Modeling Hydrates and the Gas Hydrate Markup Language

Willa Wang1, George Moridis2, Jason Wang1, Yun Xiao1 and Jianhui Li1

1Scientific Database Center, Computer Network Information Center, CAS
2Lawrence Berkeley National Laboratory, University of California, USA

Natural gas hydrate, as an important potential fuel in future, a flow assurance hazard, and a possible factor initiating the submarine geo-hazard and global climate change, has attracted the interests of scientists all over the world.  After two centuries of hydrate research, a great mount of scientific data on gas hydrate has been accumulated.  So how to manage, share, and exchange these data has become an urgent task.

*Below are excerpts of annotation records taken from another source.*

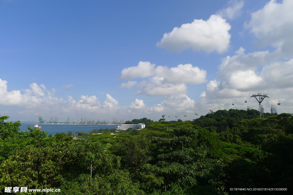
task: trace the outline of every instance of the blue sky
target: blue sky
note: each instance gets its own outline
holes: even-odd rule
[[[0,1],[0,115],[292,113],[291,1]]]

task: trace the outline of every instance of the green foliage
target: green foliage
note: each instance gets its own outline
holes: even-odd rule
[[[128,120],[124,123],[124,124],[128,125],[137,124],[138,123],[144,123],[145,124],[147,122],[153,122],[153,120],[151,119],[148,119],[146,118],[141,118],[140,119],[133,119],[131,121]]]
[[[88,133],[86,133],[85,132],[80,132],[78,131],[77,132],[75,132],[75,134],[77,134],[77,135],[79,136],[83,136],[86,135],[88,135],[89,134]]]
[[[84,138],[77,140],[69,132],[47,136],[29,127],[20,132],[19,122],[5,122],[8,117],[1,117],[0,187],[60,188],[58,194],[227,194],[231,187],[289,189],[293,114],[263,118],[258,114],[255,110],[218,111],[193,122],[151,121],[138,130],[76,132]]]

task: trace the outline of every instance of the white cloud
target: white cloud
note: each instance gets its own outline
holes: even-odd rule
[[[132,102],[130,104],[129,108],[132,111],[142,110],[146,106],[146,105],[144,103],[143,100],[136,99],[134,101]]]
[[[231,0],[228,3],[226,8],[219,11],[217,13],[224,18],[233,19],[241,14],[241,9],[244,5],[242,1]]]
[[[156,105],[148,107],[146,109],[146,112],[151,113],[154,112],[161,112],[164,111],[164,107],[160,104],[158,103]]]
[[[109,94],[106,94],[106,96],[107,99],[104,102],[105,104],[104,107],[108,108],[111,109],[117,108],[118,105],[118,101]]]
[[[206,21],[195,19],[191,23],[175,27],[164,34],[157,46],[178,51],[191,48],[194,51],[222,53],[229,46],[231,35],[228,31],[231,28],[225,19],[212,15]]]
[[[279,48],[283,55],[293,55],[293,1],[281,3],[272,0],[251,14],[245,26],[259,39],[262,46],[270,45]]]
[[[184,93],[187,87],[185,84],[174,84],[163,83],[163,77],[154,77],[151,78],[143,89],[137,92],[137,94],[145,94],[150,96],[164,96]]]
[[[149,62],[140,62],[137,66],[124,68],[120,78],[128,79],[142,77],[141,74],[138,73],[146,69],[148,73],[143,77],[148,77],[148,80],[137,84],[138,87],[142,88],[136,92],[137,94],[164,96],[184,93],[187,90],[185,83],[199,84],[206,81],[207,71],[190,64],[180,64],[169,68],[166,66],[156,66]],[[121,86],[130,87],[137,84],[136,81],[129,81]]]
[[[137,81],[128,81],[127,83],[123,83],[119,87],[119,88],[125,87],[131,89],[137,83]]]
[[[190,112],[194,109],[195,102],[185,94],[168,97],[161,104],[170,111]]]
[[[124,68],[121,72],[121,79],[132,79],[135,78],[148,77],[153,74],[153,71],[155,64],[151,64],[149,62],[140,61],[137,66]]]
[[[62,85],[62,87],[64,88],[65,88],[67,89],[70,89],[74,86],[74,84],[69,84],[67,85]]]
[[[42,86],[43,89],[45,87],[43,84],[42,84],[40,86]],[[31,91],[33,95],[39,97],[40,96],[43,96],[45,95],[45,93],[44,93],[43,89],[41,89],[41,87],[39,86],[35,83],[33,83],[30,85],[30,87],[31,88]]]

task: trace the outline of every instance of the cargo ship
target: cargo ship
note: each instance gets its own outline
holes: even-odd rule
[[[36,124],[35,125],[35,129],[42,129],[42,127],[41,126],[39,126],[39,125],[38,125],[37,124]]]

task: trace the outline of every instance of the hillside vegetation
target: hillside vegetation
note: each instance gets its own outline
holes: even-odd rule
[[[260,194],[230,188],[287,188],[265,194],[289,194],[293,115],[258,114],[219,110],[194,121],[151,121],[143,129],[78,140],[28,127],[20,132],[19,121],[1,116],[0,186],[60,188],[50,192],[58,194]]]

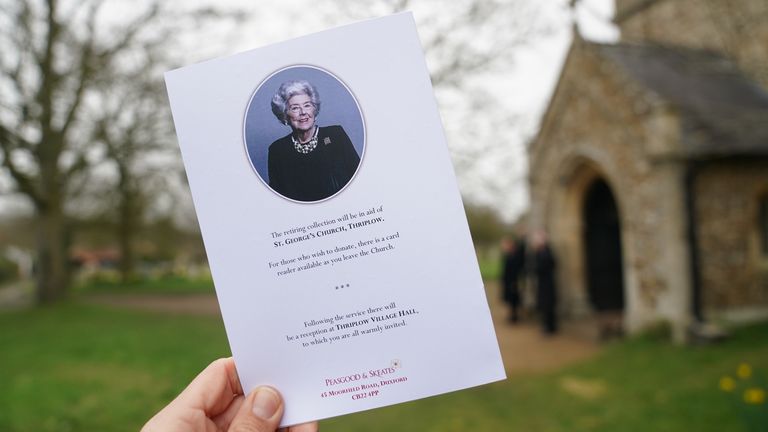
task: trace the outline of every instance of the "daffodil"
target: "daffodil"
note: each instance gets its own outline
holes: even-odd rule
[[[765,403],[765,390],[759,387],[750,387],[744,390],[744,402],[752,405]]]
[[[731,392],[735,388],[736,388],[736,381],[733,378],[729,376],[724,376],[720,378],[720,390],[725,392]]]
[[[752,376],[752,366],[742,363],[739,365],[739,368],[736,369],[736,375],[739,376],[741,379],[747,379]]]

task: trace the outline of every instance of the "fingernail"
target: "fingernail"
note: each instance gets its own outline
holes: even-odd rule
[[[280,396],[269,387],[259,387],[256,389],[256,396],[253,398],[253,413],[256,417],[269,420],[280,408]]]

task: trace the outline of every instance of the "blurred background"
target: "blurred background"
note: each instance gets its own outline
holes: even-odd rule
[[[509,378],[321,428],[766,430],[765,0],[270,3],[0,0],[0,431],[229,355],[162,73],[403,10]]]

At present, Metadata is recognized as one of the most efficient ways to facilitate data management, storage, integration, exchange, discovery and retrieve.  Therefore the CODATA Gas Hydrate Data Task Group proposed and specified Gas Hydrate Markup Language (GHML) as an extensible conceptual metadata model to characterize the features of data on gas hydrate.

The Model, portion of GHML, has grouped information about gas hydrate modeling.  It consisted of such elements like name, purpose, main theories, and input/output parameters that generally been used in hydrate behavior modeling.  The generation of this part of the GHML was essentially based on a modeling software named “TOUGH-Fx/Hydrate” which is widely used for modeling gas hydrate resources.  “TOUGH-Fx/Hydrate” is a good representative of the state-of-the-art model in this research field.  So, although the GHML used a single software program as a reference, elements abstracted from it were suitable for most applications.

During the development of this part, we consulted many other international metadata standards (Markup Languages) which provided good reference to structure design, naming convention, annotation format and etc.  The consistency with these existing international standards ensured good communication and transferability between GHML and other international standard markup languages.

The application of “Model” to gas hydrate research will not only help users to find useful tools on hydrate modeling but also facilitate modeling data transportation and exchange.